The Empire-Class dreadnought is 500 yards long, so roughly 150 yards of its length is each facing (rear, center, front).  More of the front is armor than the back or center, which can be explained by a tapering construction.  It's central spine is dominated by a spinal cannon that is, of course, about 500 yards long.  We could make it longer (say, 700 yards) by assuming that it's considerably longer than it is wide (which is reasonable).  It also has 300 workspaces, which is about 1500 cubic yards of workspace, leaving a tube about 30-35 yards across and tall, or a tube (full of gun and machinery and safeties and breakers and etc) about 100 feet tall and 100 feet across, that extends for 700 yards, all to fire a single cannon.  Most items (such as engine or star drives) will have similiar dimensions (though, obviously, will be shorter as they take up 1/3 of the ships length, rather than the whole thing).  The workspaces themselves, work out to the equivalent of 300 150-square-foot apartments worth of hallways, consoles, store rooms, tool closets, etc.

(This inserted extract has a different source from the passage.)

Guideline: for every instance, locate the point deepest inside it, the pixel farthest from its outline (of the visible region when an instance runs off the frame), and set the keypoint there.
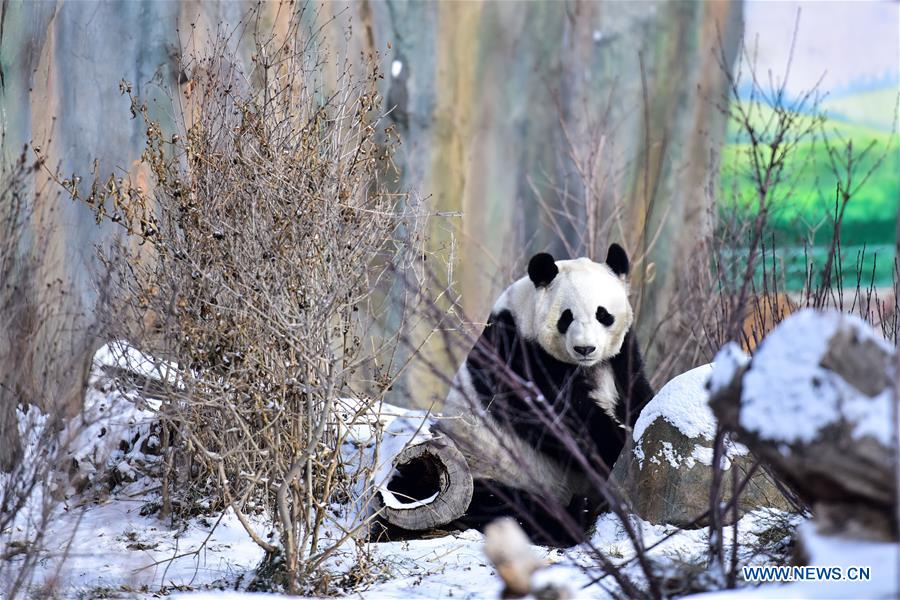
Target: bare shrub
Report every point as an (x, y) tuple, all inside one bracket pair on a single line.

If we break everything down into "150 square-foot apartment-sized rooms," then we find that Empire-class dreadnought has 2600 "rooms" in living space, 250 in "offices and facilities" (including a 100 "room" hospital), 3810 "rooms" in industrial space, workspaces or lifesupport, 550 "rooms" of cargo space, and 6000 rooms of "hangar," and 40 rooms worth of control stations.
  • 45% of the open space on an empire-class dreadnought is the hangar bay
  • 30% of the open space on an empire-class dreadnought is maintenance and industrial
  • 20% of the open space on an empire-class dreadnought is living space (rooms and such)
  • 4% of the open space on an empire-class dreadnought is cargo
  • 1% of the open space on an empire-class dreadnought is miscellaneous hospitals, laboratories, offices, or the bridge, etc. 
Moreover, most of this space is huge.  You can fight a several thousand people into the 1/5 of the open-space that's meant for actual living. So Star Wars isn't too far off: most of your adventures in an Empire Class dreadnought (and probably in a capital ship as well) is in technical or industrial spaces, rather than corridors that connect to mess halls and gyms and holodecks and cabins.